This reminded me SO much of an argument on discord after a low-rating player asked the age-old question "roughly when should I typically upgrade my extractors?"
@ftxcommando said in Mod suggestion... Reclaim counters...:
The advice 2k+ trainers won't relate to "the current state of the meta" because effectively everyone (that I have ever talked to, maybe Russian trainers are different) tells sub 1k players to focus on the fundamentals I mentioned above. Meta matters when you care about what is efficient mass-for-mass but the reality of the game is that you can brute force anything as a win condition when you have triple the mass in it.
And this reminds me so much of starcraft! It's generally true of almost all strategy games. Composition, micro tricks, and racial balance are always so much more fun to talk about, but in reality most of us just need to get richer!

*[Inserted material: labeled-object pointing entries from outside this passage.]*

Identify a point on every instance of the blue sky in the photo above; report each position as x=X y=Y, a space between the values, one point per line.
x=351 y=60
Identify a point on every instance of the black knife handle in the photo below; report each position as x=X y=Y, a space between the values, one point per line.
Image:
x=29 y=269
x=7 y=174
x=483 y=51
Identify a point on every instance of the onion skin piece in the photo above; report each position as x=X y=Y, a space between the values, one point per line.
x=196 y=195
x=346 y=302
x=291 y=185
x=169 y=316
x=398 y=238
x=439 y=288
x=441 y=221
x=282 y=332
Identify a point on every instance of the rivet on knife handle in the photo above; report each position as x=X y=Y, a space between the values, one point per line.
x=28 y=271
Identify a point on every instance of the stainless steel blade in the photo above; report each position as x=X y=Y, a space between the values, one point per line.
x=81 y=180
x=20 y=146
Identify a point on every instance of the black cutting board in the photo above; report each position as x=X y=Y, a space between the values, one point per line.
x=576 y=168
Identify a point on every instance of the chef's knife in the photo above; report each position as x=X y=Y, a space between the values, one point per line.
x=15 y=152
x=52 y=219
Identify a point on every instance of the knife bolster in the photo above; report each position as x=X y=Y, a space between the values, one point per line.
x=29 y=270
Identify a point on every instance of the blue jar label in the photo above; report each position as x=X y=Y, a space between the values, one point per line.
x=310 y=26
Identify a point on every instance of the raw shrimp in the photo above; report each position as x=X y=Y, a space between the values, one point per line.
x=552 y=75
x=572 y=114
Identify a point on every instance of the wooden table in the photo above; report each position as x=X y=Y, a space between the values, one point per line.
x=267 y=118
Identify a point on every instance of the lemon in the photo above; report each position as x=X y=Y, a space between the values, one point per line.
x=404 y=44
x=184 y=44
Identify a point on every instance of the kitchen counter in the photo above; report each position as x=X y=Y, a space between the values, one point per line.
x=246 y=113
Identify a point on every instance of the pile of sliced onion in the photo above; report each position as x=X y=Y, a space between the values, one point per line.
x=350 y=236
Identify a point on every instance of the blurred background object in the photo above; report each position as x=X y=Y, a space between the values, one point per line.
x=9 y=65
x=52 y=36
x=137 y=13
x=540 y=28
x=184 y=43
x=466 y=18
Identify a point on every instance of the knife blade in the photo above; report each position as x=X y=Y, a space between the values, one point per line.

I find supreme commander very interesting and a bit unusual in that players focusing purely on accumulating resources hit a pretty early wall, getting beaten by players that focus on attacking. At least concerning upgrading extractors early! It's very true that almost everybody will improve fastest by improving eco than composition knowledge, map knowledge, or micromanagement; but the difference between learning to eco properly, and prioritising eco top is super-important! -
@ftxcommando said in Mod suggestion... Reclaim counters...:
I cannot fathom what 2k+ trainer is "training" you by using you as deadweight to farm rating by pushing themselves and you up 1900 points by crushing 1100 rated players.